2013-02-24 05:47 AM
Hello, I am curious about other details around the WAFL than what is in http://www.netapp.com/us/library/white-papers/wp_3
Here is my first question
For example, I could not find, or could not understand how the 4kb WAFL blocks are written in a raid group made of more than 8 data disks. Let's say a DP rg made of 12 disks.
If all the data disks in an aggregate are used simultaneously when writing in a volume, and the commit from NVRAM sends a bunch of blocks at once, how are they written on the physical disk ?
About an aggregate containing 2 rg, one made of 12x1TB sata disks, and the other made of 12x2TB sata disks. With DP, I would have 10x1TB data disks and 12x2TB data disks.
I have this representation of a volume spread over all the data disks in an aggregate ... does this mean such a volume is assigned a capacity on the 2TB disks that is the double of what it receives from the 1TB disks ?
With an analogy to a raid 0 in which the stripe unit size is the same for all the disks, you must use disks of same capacity in raid 0.
Here, with NetApp aggregate, I do have 2 raid groups ... so I'm ok with the stripe unit size in each rg (is it 4k ? is it 512b ?), but how is the additional capacity of the 2 TB disks used ?
Do the 2TB disks use a stripe unit size twice as big as the 1TB disks ?
Let's say this differently : when the flush comes from NVRAM, and the data is written to physical disks :
Thanks for the experts to englighten me.
2013-02-26 02:48 AM
I found answer to my first question here : http://www.netapp.com/us/system/pdf-reader.aspx?m=
But, Figure 3 seems to show a stripe is 4K large .... but the explanation that comes just after says it's the stripe unit ! Or even worse, the size of the block sent to disk :
Figure 3 shows how the storage appliance's RAID4 disk array is divided into stripes, each one of which
contains one 4 KB block on the parity disk along with one 4KB block from each of the data disks.
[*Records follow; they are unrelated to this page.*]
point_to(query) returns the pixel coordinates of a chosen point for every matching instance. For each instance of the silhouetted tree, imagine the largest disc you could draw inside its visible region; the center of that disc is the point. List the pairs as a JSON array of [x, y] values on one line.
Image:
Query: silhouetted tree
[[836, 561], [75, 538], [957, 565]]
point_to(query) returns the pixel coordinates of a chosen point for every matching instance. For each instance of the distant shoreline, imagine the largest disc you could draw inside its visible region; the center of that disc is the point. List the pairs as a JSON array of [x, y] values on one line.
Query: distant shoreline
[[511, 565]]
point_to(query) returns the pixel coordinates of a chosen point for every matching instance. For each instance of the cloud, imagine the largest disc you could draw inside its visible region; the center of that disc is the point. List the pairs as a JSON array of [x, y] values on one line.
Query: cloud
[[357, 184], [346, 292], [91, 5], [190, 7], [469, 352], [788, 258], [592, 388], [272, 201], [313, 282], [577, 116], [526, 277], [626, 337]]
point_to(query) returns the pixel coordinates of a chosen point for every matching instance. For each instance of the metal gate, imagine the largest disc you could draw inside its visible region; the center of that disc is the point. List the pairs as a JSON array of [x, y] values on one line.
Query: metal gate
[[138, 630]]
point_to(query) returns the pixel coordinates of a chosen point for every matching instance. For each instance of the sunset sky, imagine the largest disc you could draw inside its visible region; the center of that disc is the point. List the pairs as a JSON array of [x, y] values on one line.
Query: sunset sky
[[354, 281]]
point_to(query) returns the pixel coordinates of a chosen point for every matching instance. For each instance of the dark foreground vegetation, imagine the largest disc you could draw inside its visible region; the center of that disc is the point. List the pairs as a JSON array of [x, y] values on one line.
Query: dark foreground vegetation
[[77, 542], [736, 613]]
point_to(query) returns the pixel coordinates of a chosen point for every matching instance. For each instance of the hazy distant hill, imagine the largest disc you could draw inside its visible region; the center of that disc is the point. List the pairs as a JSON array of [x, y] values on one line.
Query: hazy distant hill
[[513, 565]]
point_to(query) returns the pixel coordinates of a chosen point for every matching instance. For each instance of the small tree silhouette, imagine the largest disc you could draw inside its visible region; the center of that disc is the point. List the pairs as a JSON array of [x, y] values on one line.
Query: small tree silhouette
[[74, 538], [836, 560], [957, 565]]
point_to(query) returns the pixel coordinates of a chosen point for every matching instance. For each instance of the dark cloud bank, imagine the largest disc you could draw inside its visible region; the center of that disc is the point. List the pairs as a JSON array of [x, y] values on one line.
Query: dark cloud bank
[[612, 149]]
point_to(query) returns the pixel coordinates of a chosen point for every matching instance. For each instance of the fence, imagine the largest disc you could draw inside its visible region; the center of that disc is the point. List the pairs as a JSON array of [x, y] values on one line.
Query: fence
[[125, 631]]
It is
convenient to think of a disk block consisting of a very large number of bits, 32,768 bits. For each bit position
in the block, the bit on the parity disk is determined by the EXCLUSIVE-OR of the corresponding bits on the
2013-03-25 02:28 AM
Answer came from gurus.
4k is the block size that WAFL uses to write on each disk.
Flush comes when NVRAM is 50% full or every 10s.
Flush comes from RAM and not NVRAM, which is only used for journaling, in case of HA Failover or Metro cluster .
Flushed data and parity and double parity is then sent to the disks in the RG written sequentially, 4k on each disk, one after the other. Never mind the size of disks in distinct RGs.
With 14x1TB +4x2TB, 14 disks in the same RG, this is ugly, as the 2TB disks will act as 1TB, and 4TB of raw capacity is lost.
When there is 5 disks or more of 2TB ... 14x1TB + 5x2TB, in the same RG, WAFL will automatically reorganize the disks : A new RG-DP will be created with the 5x2TB, and data will be transfered and reorganized in the next days/weeks so this is transparent to users and admin. At the end, perf and capacity will be optimized.
2014-08-23 06:30 AM
How the stripe size was calculated ?
let say for example an aggr having multiple RG 's .whether the stripe size will be calculated across the RG'S or is it bound to Single RG?